Report (500-600 words)
You are asked to read your story to an audience, and in a separate brief report you should:
1. describe the art techniques you would employ to illustrate the book
2. report on your experience of reading your story to an audience, what you learned from the reception of the book (i.e. how your audience reacted) and what you might do to enhance your story.
Note: Module 5 of your Study Guide provides suggestions on carrying out this part of the assessment. You should read this Module carefully, giving yourself ample time to develop ideas and refine them.
Option 2: Essay (2000 words)
Your assignment should include some engagement with relevant scholarly sources (at least 5 scholarly sources) either from the unit readings or your own research.
NB: If you choose this option, you may not choose the same essay topic that you wrote on for assignment one. In addition, you cannot write on the books that your group reviewed for assignment 2.
1. Select one nineteenth-century or early-twentieth-century illustrator or author-illustrator who interests you. Discuss his/her work, focusing on two or three key texts, and referring to particular examples of text and/or illustrations. Briefly relate the work of the person you have chosen to discuss to the artistic and cultural context in which s/he worked.
2. Select one of the following elements of picture book art: colour, line, perspective, texture/pattern, shape, space. With reference to two or three picture books, show how this aspect of art constructs meaning.
3. Select two or three contemporary picture books which focus on representations of gendered behaviors and practices, and consider the extent to which they contest traditional ideas of masculinity and the feminine.
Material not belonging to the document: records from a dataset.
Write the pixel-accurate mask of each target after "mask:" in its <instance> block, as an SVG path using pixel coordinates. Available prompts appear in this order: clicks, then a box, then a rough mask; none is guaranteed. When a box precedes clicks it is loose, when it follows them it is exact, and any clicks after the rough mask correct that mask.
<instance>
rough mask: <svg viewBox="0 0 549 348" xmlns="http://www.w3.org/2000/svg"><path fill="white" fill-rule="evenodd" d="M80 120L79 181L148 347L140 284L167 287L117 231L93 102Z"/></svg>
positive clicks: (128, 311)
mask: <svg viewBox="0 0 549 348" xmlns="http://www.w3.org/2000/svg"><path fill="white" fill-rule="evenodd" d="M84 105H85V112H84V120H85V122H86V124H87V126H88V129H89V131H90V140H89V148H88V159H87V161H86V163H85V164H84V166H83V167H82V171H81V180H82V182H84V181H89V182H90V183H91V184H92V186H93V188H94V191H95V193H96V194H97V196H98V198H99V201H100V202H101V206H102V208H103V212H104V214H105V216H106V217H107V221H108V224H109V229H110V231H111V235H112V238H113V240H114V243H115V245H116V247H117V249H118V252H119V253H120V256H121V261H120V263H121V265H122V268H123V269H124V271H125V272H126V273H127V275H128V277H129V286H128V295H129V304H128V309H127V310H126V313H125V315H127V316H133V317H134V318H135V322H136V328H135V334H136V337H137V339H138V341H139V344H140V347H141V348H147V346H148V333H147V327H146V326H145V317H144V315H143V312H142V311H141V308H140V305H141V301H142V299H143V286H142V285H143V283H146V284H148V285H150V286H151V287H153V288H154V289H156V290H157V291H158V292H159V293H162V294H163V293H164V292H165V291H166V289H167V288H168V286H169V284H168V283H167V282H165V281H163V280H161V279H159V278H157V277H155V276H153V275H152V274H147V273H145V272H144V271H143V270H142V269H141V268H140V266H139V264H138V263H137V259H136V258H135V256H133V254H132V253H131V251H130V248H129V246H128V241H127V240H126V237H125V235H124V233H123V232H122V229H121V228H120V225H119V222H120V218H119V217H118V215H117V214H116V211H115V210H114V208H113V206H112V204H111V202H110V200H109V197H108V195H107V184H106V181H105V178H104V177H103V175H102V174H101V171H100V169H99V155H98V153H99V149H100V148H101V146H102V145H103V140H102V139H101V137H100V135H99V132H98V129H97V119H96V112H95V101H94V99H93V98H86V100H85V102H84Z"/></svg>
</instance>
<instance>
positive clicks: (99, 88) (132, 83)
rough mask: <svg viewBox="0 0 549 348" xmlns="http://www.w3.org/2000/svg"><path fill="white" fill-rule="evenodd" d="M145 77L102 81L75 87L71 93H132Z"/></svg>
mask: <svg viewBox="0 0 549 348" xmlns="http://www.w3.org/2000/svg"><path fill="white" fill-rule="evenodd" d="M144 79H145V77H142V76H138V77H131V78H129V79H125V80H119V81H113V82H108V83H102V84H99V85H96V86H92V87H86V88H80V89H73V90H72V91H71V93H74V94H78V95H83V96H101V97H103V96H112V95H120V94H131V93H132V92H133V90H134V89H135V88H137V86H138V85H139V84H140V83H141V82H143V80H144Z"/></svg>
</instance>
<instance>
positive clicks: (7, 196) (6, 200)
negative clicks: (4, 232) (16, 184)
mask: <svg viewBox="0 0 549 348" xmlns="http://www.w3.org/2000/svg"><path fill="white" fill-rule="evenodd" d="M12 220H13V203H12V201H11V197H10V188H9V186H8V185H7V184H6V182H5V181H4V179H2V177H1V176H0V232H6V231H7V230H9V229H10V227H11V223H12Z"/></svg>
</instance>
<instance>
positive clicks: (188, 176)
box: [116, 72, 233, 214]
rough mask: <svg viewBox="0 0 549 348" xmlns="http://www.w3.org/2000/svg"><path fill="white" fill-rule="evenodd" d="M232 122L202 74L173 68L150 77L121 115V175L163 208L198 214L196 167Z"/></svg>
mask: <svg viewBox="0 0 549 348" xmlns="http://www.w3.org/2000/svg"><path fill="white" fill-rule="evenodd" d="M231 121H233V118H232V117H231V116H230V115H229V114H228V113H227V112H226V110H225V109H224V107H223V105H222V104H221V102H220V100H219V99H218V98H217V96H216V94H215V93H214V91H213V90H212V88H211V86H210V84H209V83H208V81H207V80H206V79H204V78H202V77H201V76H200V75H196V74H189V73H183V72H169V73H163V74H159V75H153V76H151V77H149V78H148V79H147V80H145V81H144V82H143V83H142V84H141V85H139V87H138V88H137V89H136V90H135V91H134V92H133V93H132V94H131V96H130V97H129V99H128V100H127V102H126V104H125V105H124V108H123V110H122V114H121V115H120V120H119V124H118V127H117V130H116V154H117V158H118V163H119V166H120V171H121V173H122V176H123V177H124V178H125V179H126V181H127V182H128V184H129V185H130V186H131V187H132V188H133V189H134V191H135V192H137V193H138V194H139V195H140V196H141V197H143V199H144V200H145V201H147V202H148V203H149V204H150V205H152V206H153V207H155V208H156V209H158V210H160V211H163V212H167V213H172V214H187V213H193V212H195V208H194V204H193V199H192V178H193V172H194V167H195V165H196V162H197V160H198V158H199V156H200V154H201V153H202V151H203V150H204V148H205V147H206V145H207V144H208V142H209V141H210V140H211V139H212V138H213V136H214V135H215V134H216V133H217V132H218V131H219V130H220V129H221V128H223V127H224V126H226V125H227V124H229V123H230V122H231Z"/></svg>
4. Picture books are now being used, more than in the past, as vehicles for social comment and political satire. Choose three or four picture books which belong to this category and discuss the ways in which authors and illustrators convey their messages.
5. In chapter four of Language and Ideology in Children's Fiction (available in the unit eReadings), John Stephens discusses various children's texts which demonstrate some of the features of the carnivalesque. Select one or two picture books which fall into this category and discuss the ways in which these books work to subvert received ideas and ideologies. You should read Stephens's discussion as part of your preparation for this topic.
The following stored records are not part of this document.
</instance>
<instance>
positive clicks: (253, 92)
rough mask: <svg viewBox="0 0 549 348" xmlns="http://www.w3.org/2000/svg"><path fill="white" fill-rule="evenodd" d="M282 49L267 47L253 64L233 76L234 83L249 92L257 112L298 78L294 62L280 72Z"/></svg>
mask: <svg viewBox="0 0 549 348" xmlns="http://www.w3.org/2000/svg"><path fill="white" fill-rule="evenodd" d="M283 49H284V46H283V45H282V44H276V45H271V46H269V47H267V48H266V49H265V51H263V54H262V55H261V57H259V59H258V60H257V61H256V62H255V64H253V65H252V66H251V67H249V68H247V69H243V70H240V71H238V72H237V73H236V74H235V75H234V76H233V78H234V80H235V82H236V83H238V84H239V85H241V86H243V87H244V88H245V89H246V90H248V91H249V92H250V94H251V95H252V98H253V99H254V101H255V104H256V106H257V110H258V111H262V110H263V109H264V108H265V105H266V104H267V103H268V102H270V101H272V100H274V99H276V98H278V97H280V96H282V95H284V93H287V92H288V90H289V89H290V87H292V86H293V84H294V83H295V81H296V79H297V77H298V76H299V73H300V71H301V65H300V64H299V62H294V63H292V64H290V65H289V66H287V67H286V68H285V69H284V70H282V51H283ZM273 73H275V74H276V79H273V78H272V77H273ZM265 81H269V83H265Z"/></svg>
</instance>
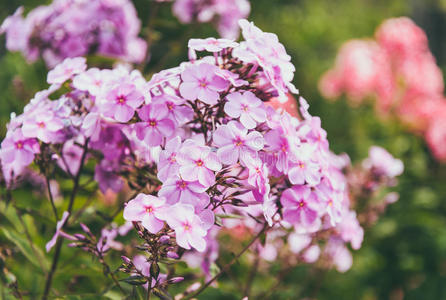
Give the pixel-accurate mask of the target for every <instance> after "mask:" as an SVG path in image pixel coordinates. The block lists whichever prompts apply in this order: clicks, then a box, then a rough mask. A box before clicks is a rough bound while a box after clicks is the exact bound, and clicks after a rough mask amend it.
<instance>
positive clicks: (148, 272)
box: [132, 254, 167, 289]
mask: <svg viewBox="0 0 446 300" xmlns="http://www.w3.org/2000/svg"><path fill="white" fill-rule="evenodd" d="M132 262H133V265H134V266H135V268H136V270H138V271H139V272H141V274H142V275H144V276H146V277H151V275H150V266H151V263H150V262H148V261H147V258H146V257H145V256H144V255H141V254H138V255H135V256H134V257H133V259H132ZM166 280H167V275H166V274H162V273H160V274H159V275H158V278H152V283H151V287H152V288H154V287H155V286H156V285H157V284H160V283H162V282H164V281H166ZM148 286H149V283H146V284H144V288H145V289H147V288H148Z"/></svg>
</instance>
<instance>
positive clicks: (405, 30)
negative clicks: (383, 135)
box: [319, 17, 446, 162]
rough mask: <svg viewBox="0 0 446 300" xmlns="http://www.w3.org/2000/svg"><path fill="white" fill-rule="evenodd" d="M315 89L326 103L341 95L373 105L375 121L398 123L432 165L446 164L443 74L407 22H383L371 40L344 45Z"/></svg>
mask: <svg viewBox="0 0 446 300" xmlns="http://www.w3.org/2000/svg"><path fill="white" fill-rule="evenodd" d="M319 86H320V90H321V92H322V94H323V95H324V96H325V97H327V98H329V99H337V98H339V97H340V96H341V94H345V95H346V96H347V97H348V99H349V100H350V103H351V104H355V105H356V104H359V103H361V102H363V101H364V100H366V99H368V98H372V99H375V100H376V101H375V103H376V109H377V113H378V114H379V116H381V117H383V118H389V117H390V118H395V119H397V120H398V121H399V122H401V123H403V124H404V126H405V127H407V129H408V130H410V131H411V132H413V133H415V134H418V135H421V136H422V137H423V138H424V139H425V140H426V142H427V144H428V146H429V148H430V150H431V152H432V154H433V156H434V157H435V159H437V160H438V161H440V162H443V161H445V160H446V146H445V145H446V121H445V120H446V100H445V98H444V83H443V74H442V72H441V69H440V68H439V67H438V66H437V64H436V62H435V57H434V56H433V55H432V53H431V52H430V50H429V46H428V40H427V36H426V34H425V32H424V31H423V30H422V29H421V28H420V27H418V26H417V25H416V24H415V23H414V22H413V21H412V20H411V19H409V18H407V17H401V18H394V19H389V20H386V21H384V22H383V23H382V24H381V25H380V26H379V28H378V29H377V30H376V33H375V39H374V40H372V39H368V40H352V41H348V42H346V43H345V44H344V45H343V46H342V47H341V49H340V50H339V53H338V56H337V58H336V63H335V66H334V67H333V68H332V69H331V70H329V71H327V72H326V73H325V74H324V75H323V76H322V78H321V80H320V84H319Z"/></svg>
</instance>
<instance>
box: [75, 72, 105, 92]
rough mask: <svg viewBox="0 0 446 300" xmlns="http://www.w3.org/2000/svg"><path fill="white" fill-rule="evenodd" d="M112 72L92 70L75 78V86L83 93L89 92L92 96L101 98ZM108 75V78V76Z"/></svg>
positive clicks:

6. Select any two picture books, apart from those discussed in the Study Guide, which you think exploit the form's possibilities for multiple narratives, for ironic play between narratives and/or for the kinds of postmodern play discussed in Cherie Allan's chapter "Looking Beneath the Surface" from Playing with Picturebooks (available in the unit eReadings). Identify the ways in which these books work, focusing closely on particular examples of visual and verbal text.
7. Select any two picture books which present the perspectives of cultures and characters other than white. How is difference represented in these texts, and what do they propose about relations between people of different ethnicities and/or cultures?
8. Consider the use of humour in two or three picture books. How does humour work in visual and verbal texts, and what purposes does it serve?
9. Select two or three picture books which advocate environmental values and actions. How do these books promote these values through narrative and images, and what forms of environmentalism do they advocate? How do they position readers?
10. You may follow your own interest to devise a topic in which you consider a few picture books or a particular subset of works, or a theme followed in several picture books. If you choose to develop your own topic, you should consult with your tutor well before the due date.